= Benjamin of Kalamata =

13th-14th century chancellor of the Principality of Achaea

Benjamin of Kalamata was the longtime chancellor of the Principality of Achaea in Frankish Greece from 1297 until at least 1324.

Benjamin first appears in 1297, when, following the death of the Prince of Achaea, Florent of Hainaut, his widow, Princess Isabella of Villehardouin withdrew to the castle of Kalamata. To govern the Principality, Isabella appointed Richard Orsini to rule in her stead as bailli and named Benjamin, who had been the protovestiarios of the Principality—an office equivalent to a Western chamberlain and charged with keeping the list of fief-holders—as the new chancellor.

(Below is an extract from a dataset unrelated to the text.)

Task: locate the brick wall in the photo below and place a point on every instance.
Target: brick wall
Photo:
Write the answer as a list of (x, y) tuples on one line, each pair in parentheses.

Benjamin was succeeded as protovestiarios by a Greek named Vasilopoulos. In 1300, Richard Orsini was replaced as bailli by Nicholas III of Saint Omer, on Benjamin's advice. Hereditary marshal of the Principality and one of its most powerful barons, Nicholas was also Benjamin's close friend. This began a period of rivalry between Richard and Benjamin.

In 1301, Princess Isabella married her third husband, Philip of Savoy. The new Prince quickly made himself unpopular in Achaea by his arrogance, despotic manners, and disregard for the principality's feudal customs. Immediately after his arrival, acting on the advice of a partisan of Richard Orsini, Philip arrested Benjamin on charge of treason and imprisoned him at Andravida. Nicholas of Saint Omer immediately confronted the new prince at Glarentza and vehemently protested this act; violence was averted through the intervention of Isabella and Philip's counsellors. Benjamin was released after a payment of 20,000 hyperpyra, and received in exchange possession of a fief at Perachora near Corinth. Despite this inauspicious start, Benjamin nevertheless quickly managed to win Philip's trust and esteem; on his advice, the Prince now forced Richard Orsini to purchase a fief for the same sum of 20,000 hyperpyra, which, given his own death and the death of his sole heir soon after, reverted to the Achaean fisc.

In 1304 he was one of the witnesses at the marriage of Richard Orsini's son and heir, John I Orsini, and Maria Komnene Doukaina. In December 1320, Benjamin became a citizen of the Republic of Venice, and in June of the next year, was among the Achaean magnates who sent a letter to the Doge of Venice offering to hand over the Principality to him. He still occupied the post of chancellor In June when a letter from Prince Philip of Taranto was addressed to the Achaean nobility and magnates.